1.    Exempt the salespeople from the values, and say so publicly; at least that’d be honest;

2.    Tell the salespeople this is non-negotiable, and a firing offense (fat chance); or,

3.    Just keep the values on the website where they belong, away from the money, now walk away, nothing to see here…

2. When Did We Start Calling Boneheadedness “Smart?”

This company is hardly unique—and you all know it. We have an epidemic in Corporate America of what I’ll call behavioralism, the beliefs that:

a.    nothing’s real if you can’t measure it;

b.    management consists largely of placing the correct amount of cheese in front of just the right rats at just the right points of the maze;

c.     really ‘smart’ people are the ones who can model, quantify and produce metrics with respect to cheese, rats and mazes.

Push this line of thinking far enough and you get entire BWKCs, with lots of VSPs, who don’t have the commonsense to spot a values issue when it personally insults them to their face. And yet we call them ‘smart.’

The word ‘smart’ has come to be, in the anthropological dictionary that is daily corporate usage, synonymous with high SAT scores, good colleges, spreadsheet-dexterity, quantitative skills and a belief that human-life-is-messy-but-fortunately-we’re-figuring-out-the-neuro-secrets-behind-it-all-and-we’re-nearly-there. 

How else to describe VSPs (and the companies who hire them) who have no other mental construct for management besides money-cheese-rat-metrics? Concepts like wise, commonsense, intuition, curiosity, empathy, relationships—these have no place in the world of VSPs.

Let’s all just give up on ‘smart;’ that word’s been co-opted. Let’s find something else. May I suggest we take ‘wise’ for a spin. And start by not using it lightly.

3. Tactics Are Not Management

Three years ago I wrote about The CEO vs. the Bankers. The CEO was an MBA from the late 1970s and was, as he put it, amazed at how little the newer MBAs seemed to know. He was talking about VSPs, too—from, as he put it, “Goldman Stanley, Morgan Sachs.” 

It’s a great read, I don’t want to spoil it for you, but the gist of it was: the new MBAs had been taught analytical techniques—tactics. The CEO had learned strategy: the wisdom kind, not the numbers kind. And when you read his story, you realize that in the real world, all those ‘smart’ models were dead wrong, and he was dead right.

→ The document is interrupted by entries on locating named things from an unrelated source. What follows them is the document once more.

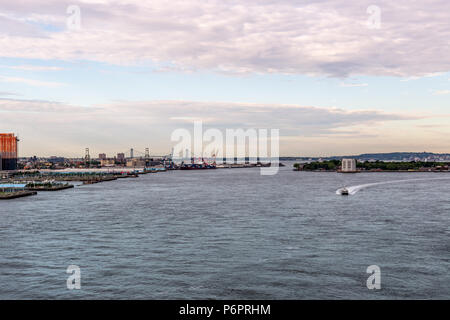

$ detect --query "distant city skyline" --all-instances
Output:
[0,0,450,157]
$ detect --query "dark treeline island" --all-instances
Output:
[280,152,450,162]
[294,160,450,172]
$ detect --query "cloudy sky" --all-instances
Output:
[0,0,450,156]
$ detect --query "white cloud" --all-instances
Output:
[433,90,450,95]
[0,75,65,88]
[0,65,64,71]
[0,0,450,78]
[0,99,422,155]
[341,83,369,88]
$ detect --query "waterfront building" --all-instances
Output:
[341,159,356,172]
[117,153,125,162]
[0,133,19,170]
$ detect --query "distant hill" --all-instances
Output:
[280,152,450,161]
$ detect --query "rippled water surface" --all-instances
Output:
[0,165,450,299]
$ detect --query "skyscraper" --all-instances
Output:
[0,133,19,170]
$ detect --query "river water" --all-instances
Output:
[0,164,450,299]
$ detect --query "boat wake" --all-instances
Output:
[336,178,450,195]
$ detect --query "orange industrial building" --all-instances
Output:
[0,133,19,170]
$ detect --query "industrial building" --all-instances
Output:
[0,133,19,171]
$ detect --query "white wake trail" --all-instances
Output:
[336,177,450,195]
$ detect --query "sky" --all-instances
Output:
[0,0,450,157]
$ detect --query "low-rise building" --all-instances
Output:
[341,159,356,172]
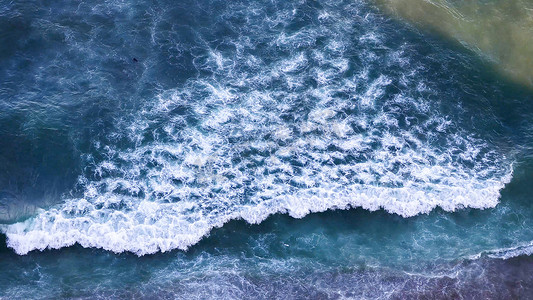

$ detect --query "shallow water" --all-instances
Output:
[0,0,533,298]
[375,0,533,88]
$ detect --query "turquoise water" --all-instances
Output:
[0,1,533,299]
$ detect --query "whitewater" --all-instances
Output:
[2,2,514,255]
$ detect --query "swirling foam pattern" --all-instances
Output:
[5,1,511,255]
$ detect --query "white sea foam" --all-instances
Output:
[3,0,511,255]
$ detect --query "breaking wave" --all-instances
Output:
[4,2,512,255]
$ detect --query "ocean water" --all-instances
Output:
[0,0,533,299]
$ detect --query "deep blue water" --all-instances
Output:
[0,0,533,299]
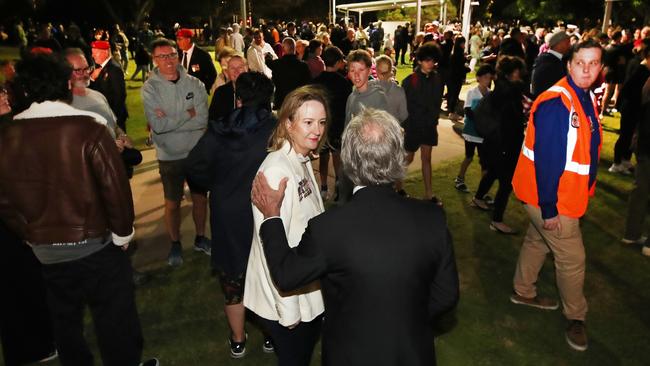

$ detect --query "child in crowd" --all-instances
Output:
[454,64,495,193]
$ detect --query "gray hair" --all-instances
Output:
[341,108,406,186]
[282,37,296,55]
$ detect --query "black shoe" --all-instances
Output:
[140,358,160,366]
[228,334,248,358]
[431,195,442,207]
[397,189,409,198]
[483,194,494,206]
[194,235,212,255]
[262,337,275,353]
[133,269,150,286]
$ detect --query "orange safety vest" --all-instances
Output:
[512,77,603,218]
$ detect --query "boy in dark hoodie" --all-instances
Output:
[400,43,443,206]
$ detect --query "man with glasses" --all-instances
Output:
[246,29,278,79]
[142,38,211,266]
[64,48,117,137]
[90,41,129,131]
[176,28,217,94]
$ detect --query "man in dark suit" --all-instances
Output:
[90,41,129,132]
[176,28,217,95]
[253,108,459,366]
[531,31,571,98]
[268,37,311,109]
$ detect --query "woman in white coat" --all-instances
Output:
[244,86,328,366]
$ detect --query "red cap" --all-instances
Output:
[176,28,194,38]
[90,41,111,50]
[29,47,52,55]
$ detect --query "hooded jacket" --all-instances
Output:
[370,79,409,123]
[142,65,208,161]
[402,67,443,127]
[345,82,389,126]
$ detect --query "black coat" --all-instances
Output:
[531,52,566,98]
[402,67,444,127]
[90,58,129,131]
[208,81,236,121]
[260,186,459,366]
[185,107,277,276]
[178,45,217,95]
[268,55,311,109]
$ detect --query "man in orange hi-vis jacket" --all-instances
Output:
[510,41,602,351]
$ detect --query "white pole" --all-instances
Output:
[462,0,472,40]
[601,0,614,33]
[414,0,422,32]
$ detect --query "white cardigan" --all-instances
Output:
[244,142,325,327]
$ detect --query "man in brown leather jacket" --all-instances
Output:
[0,55,157,366]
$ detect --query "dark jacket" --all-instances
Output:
[531,52,566,98]
[268,54,311,109]
[484,79,526,156]
[635,78,650,157]
[90,58,129,131]
[260,186,459,366]
[402,67,443,127]
[178,44,217,95]
[314,71,352,148]
[0,116,134,244]
[208,81,236,121]
[185,107,277,276]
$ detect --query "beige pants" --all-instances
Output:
[513,205,587,320]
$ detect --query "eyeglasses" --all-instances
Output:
[154,52,178,60]
[72,66,95,74]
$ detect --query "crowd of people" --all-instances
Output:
[0,13,650,366]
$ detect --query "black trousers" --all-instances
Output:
[447,78,463,113]
[614,106,639,164]
[43,243,143,366]
[258,316,323,366]
[0,222,55,366]
[474,146,519,222]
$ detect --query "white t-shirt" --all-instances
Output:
[463,86,483,144]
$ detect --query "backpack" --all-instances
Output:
[473,93,501,143]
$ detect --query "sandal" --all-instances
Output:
[470,197,490,211]
[490,221,517,235]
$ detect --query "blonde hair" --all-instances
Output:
[268,85,330,151]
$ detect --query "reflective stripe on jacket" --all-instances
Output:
[512,77,602,218]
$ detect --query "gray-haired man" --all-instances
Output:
[248,108,458,365]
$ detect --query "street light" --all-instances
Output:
[601,0,620,32]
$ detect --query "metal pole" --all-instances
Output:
[601,0,614,33]
[413,0,422,32]
[462,0,472,40]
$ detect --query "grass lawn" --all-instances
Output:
[0,45,650,366]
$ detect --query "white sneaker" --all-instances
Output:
[607,163,631,175]
[621,235,648,244]
[621,160,634,171]
[641,245,650,257]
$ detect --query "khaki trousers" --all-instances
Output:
[513,205,587,320]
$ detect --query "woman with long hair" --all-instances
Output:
[244,86,328,366]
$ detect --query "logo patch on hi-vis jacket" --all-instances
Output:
[571,112,580,128]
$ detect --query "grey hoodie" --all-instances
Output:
[142,65,208,161]
[345,82,390,126]
[369,79,409,124]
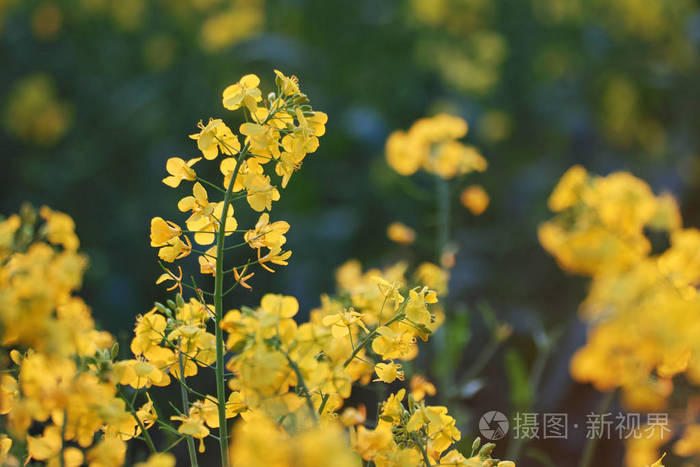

Not only do we over-celebrate ‘smart,’ the concepts our ‘smart’ people are focusing on are not—systemically—wise. Our best and brightest are learning to do things that aren’t good.

What things? Looking at transactions, not systems. Believing that everyone only pursues their own interest. Believing that letting those who do pursue only their own interest somehow magically produces wealth and happiness for all. Believing that human emotions are most effectively dealt with through physical abstractions like chemistry and behaviors. 

Most of all: believing that values are something for which you can incent or motivate people.

What’s to be done? A good start would be to find out if anyone ever got fired for a values violation in your company. And if not, to seriously question how seriously your company takes its values. 

OK, end of rant-warning. All clear. Thanks for listening.